If TCS is the resident's outward-remittance wrinkle, the CA certificate is the NRI's. It is not a tax; it is the declaration-plus-certificate that tells the tax department your cross-border payment of India-sourced money is tax-clean before it leaves. Two parts: the CA certificate examines the income, confirms the correct treatment, confirms TDS or self-assessment tax has been deducted or paid, and certifies compliance with the Income Tax Act and FEMA; your own online declaration on the portal then draws on that certificate. The order is fixed, certificate first, declaration second, then the bank acts.

You need the full pairing, the CA certificate plus the declaration's detailed part, once your taxable remittances cross Rs 5,00,000 in aggregate for the financial year and you do not hold a special Assessing Officer order. Below that, or where the income is genuinely not taxable, lighter parts of the declaration suffice and the certificate may not be required. In practice almost any serious NRO repatriation clears Rs 5 lakh, so banks treat the CA certificate as standard and will not release funds without the acknowledgement.

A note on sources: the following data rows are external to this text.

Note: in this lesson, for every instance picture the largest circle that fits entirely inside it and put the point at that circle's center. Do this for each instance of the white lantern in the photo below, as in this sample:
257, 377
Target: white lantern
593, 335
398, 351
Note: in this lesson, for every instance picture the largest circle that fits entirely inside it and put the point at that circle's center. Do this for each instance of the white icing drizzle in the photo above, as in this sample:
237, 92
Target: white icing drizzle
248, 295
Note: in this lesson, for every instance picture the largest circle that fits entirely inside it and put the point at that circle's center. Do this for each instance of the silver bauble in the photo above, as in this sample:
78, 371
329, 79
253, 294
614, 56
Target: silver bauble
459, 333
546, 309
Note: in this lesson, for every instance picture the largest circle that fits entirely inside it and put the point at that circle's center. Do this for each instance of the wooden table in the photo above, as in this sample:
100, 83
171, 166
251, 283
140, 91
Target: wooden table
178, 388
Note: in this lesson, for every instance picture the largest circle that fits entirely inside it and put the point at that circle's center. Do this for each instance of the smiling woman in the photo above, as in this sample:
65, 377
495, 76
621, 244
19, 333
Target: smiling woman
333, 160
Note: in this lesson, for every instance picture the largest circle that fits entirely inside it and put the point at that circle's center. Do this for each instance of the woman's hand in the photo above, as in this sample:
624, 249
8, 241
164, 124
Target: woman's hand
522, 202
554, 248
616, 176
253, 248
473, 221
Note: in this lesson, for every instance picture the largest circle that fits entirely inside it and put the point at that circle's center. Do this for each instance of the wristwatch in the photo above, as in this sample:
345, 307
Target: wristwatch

Now the change you cannot afford to get wrong in 2026. Under the Income Tax Act, 2025, in force from April 1, 2026, these forms are renamed and relocated. Form 15CA becomes Form 145 and Form 15CB becomes Form 146, now sitting under Section 395 of the Income Tax Act, 2025 and Rule 220 of the Income Tax Rules, 2026. The architecture is unchanged: same declaration-plus-certificate, same Rs 5 lakh trigger for the certificate (now Part C of Form 145), same online portal. Only the labels and citations move. The trap is purely operational and date-driven: a remittance actually made on or before March 31, 2026 stays valid on the old 15CA/15CB, while a remittance made on or after April 1, 2026 must use Form 145 and 146. File the wrong vintage, or skip it, and you face a penalty of up to Rs 1,00,000 under Section 462 of the new Act, plus a bank that simply will not move your money. If your remittance straddles that date, the date of the actual transfer governs, not the date you engaged your CA.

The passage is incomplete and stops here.